Vision-is-all-you-need is an innovative visual RAG (Retrieval Augmented Generation) system demonstration project that breaks new ground in applying Visual Language Modeling (VLM) to the document processing domain. Unlike traditional text chunking methods, the system directly uses visual language modeling to process the page images of PDF files, converting them into vector form for storage. The system adopts ColPali as the core visual language model, together with QDrant vector database to realize efficient retrieval, and integrates GPT4 or GPT4-mini model for intelligent Q&A. The project completely realizes the whole process from PDF document import, image conversion, vector storage to intelligent retrieval, and provides a convenient API interface and user-friendly front-end interface, which provides a brand-new solution for the field of document intelligent processing.

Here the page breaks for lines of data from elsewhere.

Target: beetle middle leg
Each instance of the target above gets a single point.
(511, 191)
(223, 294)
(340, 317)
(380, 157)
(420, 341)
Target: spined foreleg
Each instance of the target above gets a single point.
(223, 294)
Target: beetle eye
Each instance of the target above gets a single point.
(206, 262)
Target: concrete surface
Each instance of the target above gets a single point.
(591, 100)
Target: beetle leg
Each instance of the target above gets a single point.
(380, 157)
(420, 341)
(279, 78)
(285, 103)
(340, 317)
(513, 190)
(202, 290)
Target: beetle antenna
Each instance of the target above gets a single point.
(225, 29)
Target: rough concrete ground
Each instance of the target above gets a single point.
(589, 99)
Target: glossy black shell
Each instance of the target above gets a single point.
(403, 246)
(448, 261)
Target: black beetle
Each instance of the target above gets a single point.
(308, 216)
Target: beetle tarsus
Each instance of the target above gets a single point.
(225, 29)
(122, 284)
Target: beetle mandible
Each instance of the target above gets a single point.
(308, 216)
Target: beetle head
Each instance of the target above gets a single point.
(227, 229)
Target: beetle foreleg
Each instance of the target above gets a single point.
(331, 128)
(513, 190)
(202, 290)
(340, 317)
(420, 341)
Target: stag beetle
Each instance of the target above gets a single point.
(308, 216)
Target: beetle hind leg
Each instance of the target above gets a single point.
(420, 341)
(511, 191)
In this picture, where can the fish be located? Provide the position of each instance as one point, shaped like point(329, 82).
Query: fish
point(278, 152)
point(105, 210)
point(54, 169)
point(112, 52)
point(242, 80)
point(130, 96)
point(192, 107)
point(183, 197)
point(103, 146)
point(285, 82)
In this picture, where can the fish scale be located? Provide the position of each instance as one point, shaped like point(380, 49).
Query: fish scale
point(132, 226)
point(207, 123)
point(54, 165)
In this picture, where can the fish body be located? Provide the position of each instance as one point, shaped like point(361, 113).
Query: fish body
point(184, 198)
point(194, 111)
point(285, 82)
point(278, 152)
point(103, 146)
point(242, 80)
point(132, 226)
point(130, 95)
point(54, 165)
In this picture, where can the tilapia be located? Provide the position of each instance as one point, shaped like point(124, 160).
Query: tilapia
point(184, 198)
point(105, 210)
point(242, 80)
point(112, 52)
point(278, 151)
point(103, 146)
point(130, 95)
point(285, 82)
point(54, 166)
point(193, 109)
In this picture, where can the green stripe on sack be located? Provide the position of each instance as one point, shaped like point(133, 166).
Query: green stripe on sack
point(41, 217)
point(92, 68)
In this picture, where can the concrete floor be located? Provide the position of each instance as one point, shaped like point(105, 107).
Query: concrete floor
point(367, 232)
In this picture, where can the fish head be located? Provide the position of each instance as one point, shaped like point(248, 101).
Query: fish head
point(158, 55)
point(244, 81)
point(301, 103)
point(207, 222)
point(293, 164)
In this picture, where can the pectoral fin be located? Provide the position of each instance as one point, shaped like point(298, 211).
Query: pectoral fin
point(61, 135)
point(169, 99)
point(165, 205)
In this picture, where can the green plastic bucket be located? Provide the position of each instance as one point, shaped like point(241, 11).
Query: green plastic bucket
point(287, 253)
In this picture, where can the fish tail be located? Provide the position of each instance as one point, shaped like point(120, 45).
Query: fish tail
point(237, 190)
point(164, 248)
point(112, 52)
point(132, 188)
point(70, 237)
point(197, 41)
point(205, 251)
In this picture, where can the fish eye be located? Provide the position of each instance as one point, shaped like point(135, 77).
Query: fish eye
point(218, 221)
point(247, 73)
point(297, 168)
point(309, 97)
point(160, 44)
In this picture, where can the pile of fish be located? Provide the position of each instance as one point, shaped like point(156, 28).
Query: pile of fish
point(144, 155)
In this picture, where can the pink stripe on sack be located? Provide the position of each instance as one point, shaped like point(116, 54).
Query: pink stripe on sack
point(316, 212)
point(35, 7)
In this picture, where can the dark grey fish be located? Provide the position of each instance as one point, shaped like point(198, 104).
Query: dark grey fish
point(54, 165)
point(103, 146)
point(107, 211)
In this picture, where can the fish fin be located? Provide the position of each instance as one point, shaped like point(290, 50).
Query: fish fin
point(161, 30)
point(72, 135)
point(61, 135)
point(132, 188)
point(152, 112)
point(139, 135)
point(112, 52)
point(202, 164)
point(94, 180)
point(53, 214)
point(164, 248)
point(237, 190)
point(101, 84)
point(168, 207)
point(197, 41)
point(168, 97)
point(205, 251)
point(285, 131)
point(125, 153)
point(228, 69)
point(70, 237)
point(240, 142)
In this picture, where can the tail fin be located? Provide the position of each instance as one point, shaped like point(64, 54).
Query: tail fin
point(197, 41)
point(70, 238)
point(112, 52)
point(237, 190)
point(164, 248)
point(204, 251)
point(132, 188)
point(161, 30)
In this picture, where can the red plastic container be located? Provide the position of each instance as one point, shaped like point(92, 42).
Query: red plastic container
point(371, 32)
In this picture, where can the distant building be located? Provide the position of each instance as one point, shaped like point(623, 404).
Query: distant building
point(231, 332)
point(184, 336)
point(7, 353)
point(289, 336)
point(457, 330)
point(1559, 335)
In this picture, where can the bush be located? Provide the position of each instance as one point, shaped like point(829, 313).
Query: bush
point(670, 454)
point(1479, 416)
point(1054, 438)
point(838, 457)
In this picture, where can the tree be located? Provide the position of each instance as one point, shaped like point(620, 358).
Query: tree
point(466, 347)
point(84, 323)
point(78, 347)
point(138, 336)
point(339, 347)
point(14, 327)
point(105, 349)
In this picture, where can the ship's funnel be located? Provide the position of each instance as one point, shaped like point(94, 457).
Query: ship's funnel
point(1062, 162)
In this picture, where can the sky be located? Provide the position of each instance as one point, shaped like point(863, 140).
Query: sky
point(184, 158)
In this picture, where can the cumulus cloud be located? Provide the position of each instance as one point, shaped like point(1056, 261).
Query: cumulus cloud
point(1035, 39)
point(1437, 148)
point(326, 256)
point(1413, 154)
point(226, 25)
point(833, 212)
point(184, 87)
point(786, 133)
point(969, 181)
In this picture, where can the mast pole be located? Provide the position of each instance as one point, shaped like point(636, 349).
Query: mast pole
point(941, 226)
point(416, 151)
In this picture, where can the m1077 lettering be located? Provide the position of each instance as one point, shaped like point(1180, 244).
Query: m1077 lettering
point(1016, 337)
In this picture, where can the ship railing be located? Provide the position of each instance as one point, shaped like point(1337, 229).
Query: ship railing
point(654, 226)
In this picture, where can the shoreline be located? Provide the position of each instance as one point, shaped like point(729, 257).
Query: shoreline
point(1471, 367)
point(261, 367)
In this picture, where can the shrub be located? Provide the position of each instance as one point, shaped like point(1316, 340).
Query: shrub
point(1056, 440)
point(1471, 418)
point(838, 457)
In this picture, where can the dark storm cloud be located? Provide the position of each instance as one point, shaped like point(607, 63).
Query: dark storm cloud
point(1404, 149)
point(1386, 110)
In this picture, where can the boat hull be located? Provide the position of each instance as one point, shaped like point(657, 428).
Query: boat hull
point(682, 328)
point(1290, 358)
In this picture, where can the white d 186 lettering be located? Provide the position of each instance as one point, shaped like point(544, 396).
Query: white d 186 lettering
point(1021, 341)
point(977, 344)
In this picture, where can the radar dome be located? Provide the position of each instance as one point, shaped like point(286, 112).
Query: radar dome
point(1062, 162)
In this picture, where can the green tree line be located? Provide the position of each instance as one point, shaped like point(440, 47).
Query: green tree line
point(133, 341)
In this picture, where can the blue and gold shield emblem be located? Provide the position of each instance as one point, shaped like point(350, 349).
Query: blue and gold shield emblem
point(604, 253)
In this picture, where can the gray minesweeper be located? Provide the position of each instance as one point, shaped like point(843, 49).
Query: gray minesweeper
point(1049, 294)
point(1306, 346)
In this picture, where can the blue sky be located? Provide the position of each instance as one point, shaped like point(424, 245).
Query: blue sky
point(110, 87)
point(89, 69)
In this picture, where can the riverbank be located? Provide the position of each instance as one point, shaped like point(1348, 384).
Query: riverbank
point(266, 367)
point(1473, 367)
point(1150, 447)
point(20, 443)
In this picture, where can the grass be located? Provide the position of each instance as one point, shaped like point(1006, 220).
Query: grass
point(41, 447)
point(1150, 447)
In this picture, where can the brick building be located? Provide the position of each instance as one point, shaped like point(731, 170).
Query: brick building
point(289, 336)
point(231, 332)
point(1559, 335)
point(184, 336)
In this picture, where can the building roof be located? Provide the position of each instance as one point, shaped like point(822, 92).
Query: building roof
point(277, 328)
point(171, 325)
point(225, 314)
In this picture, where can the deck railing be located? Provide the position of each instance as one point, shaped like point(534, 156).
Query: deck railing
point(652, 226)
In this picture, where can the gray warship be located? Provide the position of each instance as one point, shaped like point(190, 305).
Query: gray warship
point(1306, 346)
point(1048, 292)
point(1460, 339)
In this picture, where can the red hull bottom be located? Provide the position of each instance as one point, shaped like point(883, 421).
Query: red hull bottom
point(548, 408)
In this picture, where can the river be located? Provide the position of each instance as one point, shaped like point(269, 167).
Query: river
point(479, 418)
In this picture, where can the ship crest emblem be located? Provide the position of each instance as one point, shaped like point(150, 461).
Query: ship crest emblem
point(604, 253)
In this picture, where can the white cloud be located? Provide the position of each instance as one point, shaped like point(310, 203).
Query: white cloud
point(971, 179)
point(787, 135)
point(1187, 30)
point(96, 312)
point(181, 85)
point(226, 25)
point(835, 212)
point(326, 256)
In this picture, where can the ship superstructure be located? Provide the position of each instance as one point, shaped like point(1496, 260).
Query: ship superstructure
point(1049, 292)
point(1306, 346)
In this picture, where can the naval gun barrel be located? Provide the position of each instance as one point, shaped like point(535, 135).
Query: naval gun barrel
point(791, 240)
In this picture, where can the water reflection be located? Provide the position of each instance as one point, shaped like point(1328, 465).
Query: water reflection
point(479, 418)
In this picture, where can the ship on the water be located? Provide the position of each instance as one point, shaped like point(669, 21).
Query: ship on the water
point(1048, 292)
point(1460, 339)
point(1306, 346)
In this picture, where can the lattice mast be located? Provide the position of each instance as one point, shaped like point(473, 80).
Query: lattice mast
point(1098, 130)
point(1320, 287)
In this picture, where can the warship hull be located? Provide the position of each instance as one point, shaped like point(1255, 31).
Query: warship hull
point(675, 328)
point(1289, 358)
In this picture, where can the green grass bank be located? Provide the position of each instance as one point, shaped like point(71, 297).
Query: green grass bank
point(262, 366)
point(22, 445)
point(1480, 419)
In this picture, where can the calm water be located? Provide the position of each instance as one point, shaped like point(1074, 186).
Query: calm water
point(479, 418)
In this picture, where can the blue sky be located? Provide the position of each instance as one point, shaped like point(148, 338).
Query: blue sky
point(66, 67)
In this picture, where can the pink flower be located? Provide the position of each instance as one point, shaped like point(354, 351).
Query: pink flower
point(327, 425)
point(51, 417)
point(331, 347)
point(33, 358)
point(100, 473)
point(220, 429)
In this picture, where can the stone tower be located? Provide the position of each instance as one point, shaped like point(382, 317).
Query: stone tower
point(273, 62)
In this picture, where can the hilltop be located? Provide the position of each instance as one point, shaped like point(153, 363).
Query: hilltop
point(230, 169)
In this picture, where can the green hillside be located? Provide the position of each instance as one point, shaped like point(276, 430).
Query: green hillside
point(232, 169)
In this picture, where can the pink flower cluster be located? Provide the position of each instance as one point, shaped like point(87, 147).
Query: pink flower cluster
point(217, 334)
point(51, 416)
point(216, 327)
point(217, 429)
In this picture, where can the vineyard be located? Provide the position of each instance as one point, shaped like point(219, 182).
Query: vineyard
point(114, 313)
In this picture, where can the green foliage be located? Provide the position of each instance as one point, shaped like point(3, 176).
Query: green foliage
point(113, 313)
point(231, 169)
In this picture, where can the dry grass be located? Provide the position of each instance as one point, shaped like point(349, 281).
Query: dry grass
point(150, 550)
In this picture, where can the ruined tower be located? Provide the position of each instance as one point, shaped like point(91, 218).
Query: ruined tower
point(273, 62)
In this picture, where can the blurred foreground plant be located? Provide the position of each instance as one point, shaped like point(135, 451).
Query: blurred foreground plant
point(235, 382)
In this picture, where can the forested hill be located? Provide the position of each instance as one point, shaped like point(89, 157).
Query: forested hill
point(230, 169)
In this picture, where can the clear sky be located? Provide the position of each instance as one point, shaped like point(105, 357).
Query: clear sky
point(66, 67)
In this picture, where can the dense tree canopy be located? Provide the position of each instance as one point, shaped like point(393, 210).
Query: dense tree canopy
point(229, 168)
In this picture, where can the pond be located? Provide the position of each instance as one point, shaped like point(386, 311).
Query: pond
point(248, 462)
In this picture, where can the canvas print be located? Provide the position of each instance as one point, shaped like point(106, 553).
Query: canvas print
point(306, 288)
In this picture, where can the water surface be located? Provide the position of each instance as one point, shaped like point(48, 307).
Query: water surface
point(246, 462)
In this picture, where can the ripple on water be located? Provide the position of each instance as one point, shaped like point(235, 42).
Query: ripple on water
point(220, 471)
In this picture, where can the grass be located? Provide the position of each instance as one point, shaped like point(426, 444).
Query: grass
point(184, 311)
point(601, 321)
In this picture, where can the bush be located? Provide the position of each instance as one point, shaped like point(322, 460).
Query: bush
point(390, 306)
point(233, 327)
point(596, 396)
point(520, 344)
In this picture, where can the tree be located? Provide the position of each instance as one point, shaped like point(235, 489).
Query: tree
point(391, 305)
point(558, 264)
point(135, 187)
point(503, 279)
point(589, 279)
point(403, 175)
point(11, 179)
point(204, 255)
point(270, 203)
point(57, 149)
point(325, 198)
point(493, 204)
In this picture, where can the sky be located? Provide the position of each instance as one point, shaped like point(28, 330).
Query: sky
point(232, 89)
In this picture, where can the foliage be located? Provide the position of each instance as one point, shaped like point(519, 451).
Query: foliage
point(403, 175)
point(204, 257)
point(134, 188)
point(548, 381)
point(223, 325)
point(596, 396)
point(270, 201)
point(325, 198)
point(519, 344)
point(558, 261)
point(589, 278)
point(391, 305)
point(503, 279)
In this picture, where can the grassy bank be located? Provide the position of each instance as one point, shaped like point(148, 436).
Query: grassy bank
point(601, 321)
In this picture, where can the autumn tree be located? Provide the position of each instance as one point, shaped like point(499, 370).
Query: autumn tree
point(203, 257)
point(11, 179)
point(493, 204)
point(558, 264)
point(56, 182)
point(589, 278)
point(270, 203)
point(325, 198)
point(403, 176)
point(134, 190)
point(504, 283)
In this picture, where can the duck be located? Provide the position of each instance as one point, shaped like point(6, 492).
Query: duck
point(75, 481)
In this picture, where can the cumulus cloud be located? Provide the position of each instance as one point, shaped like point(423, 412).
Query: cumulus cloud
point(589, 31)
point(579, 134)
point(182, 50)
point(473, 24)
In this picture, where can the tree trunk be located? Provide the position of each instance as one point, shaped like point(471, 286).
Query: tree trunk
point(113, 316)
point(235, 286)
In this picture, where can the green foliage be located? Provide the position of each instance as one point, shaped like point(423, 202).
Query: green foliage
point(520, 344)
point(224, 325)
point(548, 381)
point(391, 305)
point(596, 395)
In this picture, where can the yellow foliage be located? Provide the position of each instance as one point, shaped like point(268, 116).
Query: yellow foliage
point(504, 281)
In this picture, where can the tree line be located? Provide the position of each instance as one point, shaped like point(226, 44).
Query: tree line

Demo address: https://softlandia-ltd-prod--vision-is-all-you-need-web.modal.run/

Function List

• PDF page embedding: Converts pages of a PDF file into images and embeds them as vectors through a visual language model.
• Vector Database Storage: Use Qdrant as a vector database to store embedded image vectors.
• Search: The user can query for vectors similar to the embedded image and generate a response.
• API Interface: Provide RESTful API interface to facilitate file upload, query and retrieval operations.
• Front-end Interaction: By React The front-end interface interacts with the API to provide a user-friendly experience.

Using Help

Installation process

1. Installing Python 3.11 or later::

   pip install modal
modal setup

2. Configuring Environment Variables: Create a .env file and add the following:

   OPENAI_API_KEY=your_openai_api_key
HF_TOKEN=your_huggingface_token

3. running example::

   modal serve main.py

usage example

1. Upload PDF files: Open your browser, go to the URL provided by Modal, and add the following to the URL /docs. Click POST /collections endpoint, select the Try it out button to upload the PDF file and execute it.
2. Query Similar Pages: Use POST /search endpoint, sends page images and queries to the OpenAI API, and returns the response.

front-end development

1. Installing Node.js::

   cd frontend
npm install
npm run dev

2. Configuring the front-end environment: Modification .env.development file, add the backend URL:

   VITE_BACKEND_URL=your_backend_url

3. Launch Front End::

   npm run dev

Detailed Operation Procedure

1. PDF page embedding::
   • utilization pypdfium Convert PDF pages to images.
   • Pass the image to a visual language model (e.g., ColPali) to obtain the embedding vector.
   • Stores embedding vectors in the Qdrant vector database.
2. Search::
   • The user inputs a query and the query embedding vector is obtained by visual language modeling.
   • Search for similar embedding vectors in a vector database.
   • The query and the best matching image are passed to a model (e.g., GPT4o) to generate a response.
3. API Usage::
   • Upload PDF files: via POST /collections Endpoints upload files.
   • Query similar pages: by POST /search The endpoint sends a query and gets a response.
4. Front-end Interaction::
   • Use the React front-end interface to interact with the API.
   • Provides file upload, query input and result display functions.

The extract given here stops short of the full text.